Un procès qui interroge les fondements de la démocratie
Lundi 26 janvier 2026, le tribunal correctionnel de Paris ouvre les débats d’un procès qui dépasse largement le cadre judiciaire. L’ancien sénateur Joël Guerriau est accusé d’avoir drogué la députée Sandrine Josso dans le but de la violer.
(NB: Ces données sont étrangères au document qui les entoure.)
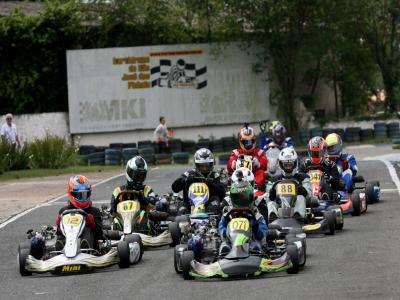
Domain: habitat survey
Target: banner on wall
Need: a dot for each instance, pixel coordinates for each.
(119, 89)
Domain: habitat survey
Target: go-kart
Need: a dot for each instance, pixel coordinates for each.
(282, 211)
(129, 218)
(238, 258)
(73, 258)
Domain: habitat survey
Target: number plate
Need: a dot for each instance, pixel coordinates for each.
(127, 206)
(239, 224)
(286, 189)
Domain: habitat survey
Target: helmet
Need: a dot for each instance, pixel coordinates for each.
(247, 139)
(279, 133)
(244, 174)
(333, 145)
(317, 149)
(288, 162)
(136, 171)
(79, 191)
(242, 194)
(204, 161)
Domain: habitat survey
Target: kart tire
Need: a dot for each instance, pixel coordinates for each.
(294, 257)
(135, 238)
(177, 263)
(292, 240)
(369, 192)
(123, 254)
(22, 255)
(175, 232)
(186, 259)
(331, 218)
(355, 199)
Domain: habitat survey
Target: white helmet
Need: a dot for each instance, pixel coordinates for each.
(243, 174)
(204, 161)
(288, 162)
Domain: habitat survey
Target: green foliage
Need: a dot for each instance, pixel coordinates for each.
(52, 152)
(13, 157)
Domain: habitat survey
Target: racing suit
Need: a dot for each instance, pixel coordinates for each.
(347, 166)
(287, 142)
(258, 225)
(259, 165)
(328, 167)
(217, 189)
(303, 195)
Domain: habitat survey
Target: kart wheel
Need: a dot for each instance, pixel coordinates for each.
(175, 232)
(355, 199)
(123, 254)
(135, 238)
(186, 259)
(177, 257)
(292, 241)
(369, 192)
(22, 255)
(331, 218)
(294, 258)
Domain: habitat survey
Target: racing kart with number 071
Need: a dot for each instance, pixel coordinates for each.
(74, 258)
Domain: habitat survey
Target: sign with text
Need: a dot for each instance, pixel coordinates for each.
(119, 89)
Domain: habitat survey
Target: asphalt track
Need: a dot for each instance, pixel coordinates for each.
(361, 262)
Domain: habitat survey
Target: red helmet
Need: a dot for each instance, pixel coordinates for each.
(247, 139)
(317, 149)
(79, 191)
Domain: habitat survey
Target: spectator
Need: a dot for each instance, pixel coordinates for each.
(161, 136)
(8, 131)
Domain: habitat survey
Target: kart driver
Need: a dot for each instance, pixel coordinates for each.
(203, 172)
(247, 142)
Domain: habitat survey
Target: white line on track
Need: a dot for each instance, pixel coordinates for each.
(25, 212)
(392, 173)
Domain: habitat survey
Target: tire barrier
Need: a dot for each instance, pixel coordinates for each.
(163, 158)
(181, 157)
(175, 145)
(113, 156)
(223, 159)
(128, 153)
(393, 130)
(380, 130)
(217, 146)
(189, 146)
(148, 155)
(352, 134)
(96, 158)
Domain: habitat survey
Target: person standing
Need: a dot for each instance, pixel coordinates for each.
(161, 136)
(8, 131)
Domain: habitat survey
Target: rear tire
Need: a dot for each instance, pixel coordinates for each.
(22, 255)
(294, 258)
(135, 238)
(186, 259)
(356, 201)
(177, 259)
(123, 254)
(331, 218)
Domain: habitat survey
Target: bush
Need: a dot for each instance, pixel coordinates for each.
(52, 152)
(13, 157)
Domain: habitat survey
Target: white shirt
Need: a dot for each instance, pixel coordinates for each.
(9, 132)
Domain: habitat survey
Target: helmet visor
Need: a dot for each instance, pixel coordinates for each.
(247, 143)
(81, 196)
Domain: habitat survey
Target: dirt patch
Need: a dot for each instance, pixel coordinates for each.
(21, 194)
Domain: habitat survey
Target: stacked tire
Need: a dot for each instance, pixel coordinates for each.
(352, 134)
(128, 153)
(181, 157)
(393, 130)
(148, 155)
(380, 130)
(188, 146)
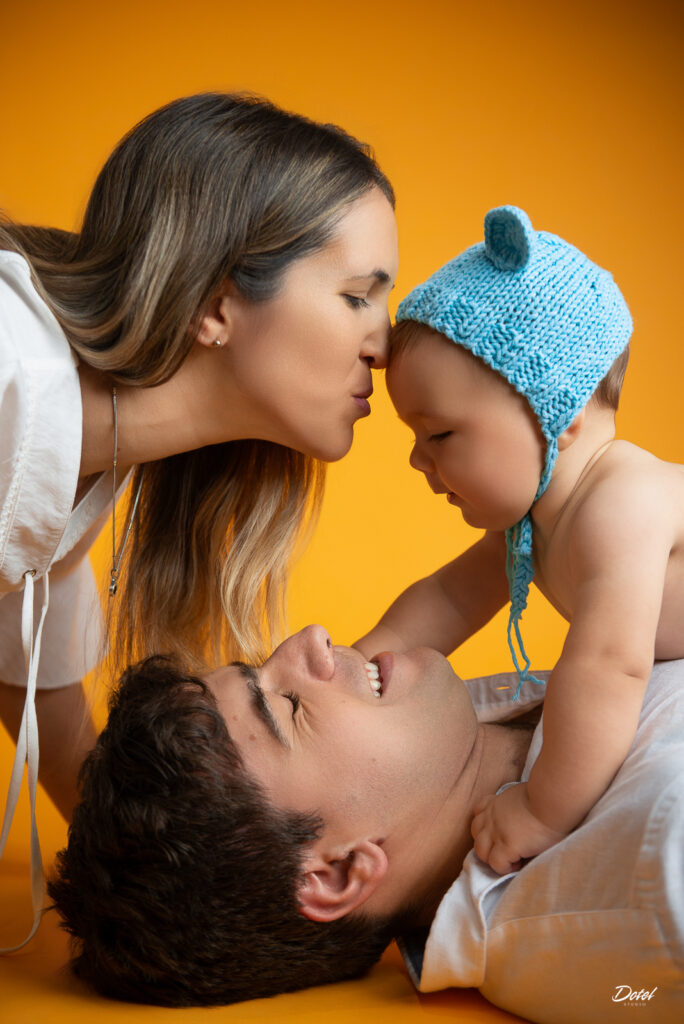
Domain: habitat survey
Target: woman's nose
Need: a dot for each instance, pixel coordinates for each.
(376, 347)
Cette affaire, qualifiée de « fléau de société » par les associations féministes, met en lumière les dysfonctionnements d’un système politique où la soumission chimique reste un tabou.
Une soirée qui tourne au cauchemar
Le 14 novembre 2023, Sandrine Josso, députée MoDem de Loire-Atlantique, se rend chez son collègue Joël Guerriau pour célébrer sa réélection au Sénat. Une relation amicale de dix ans, sans ambiguïté sexuelle, selon ses dires. Pourtant, dès son arrivée, l’ambiance devient « étrange » : le sénateur insiste pour qu’elle boive, manipule les lumières, et cache un sachet suspect dans la cuisine.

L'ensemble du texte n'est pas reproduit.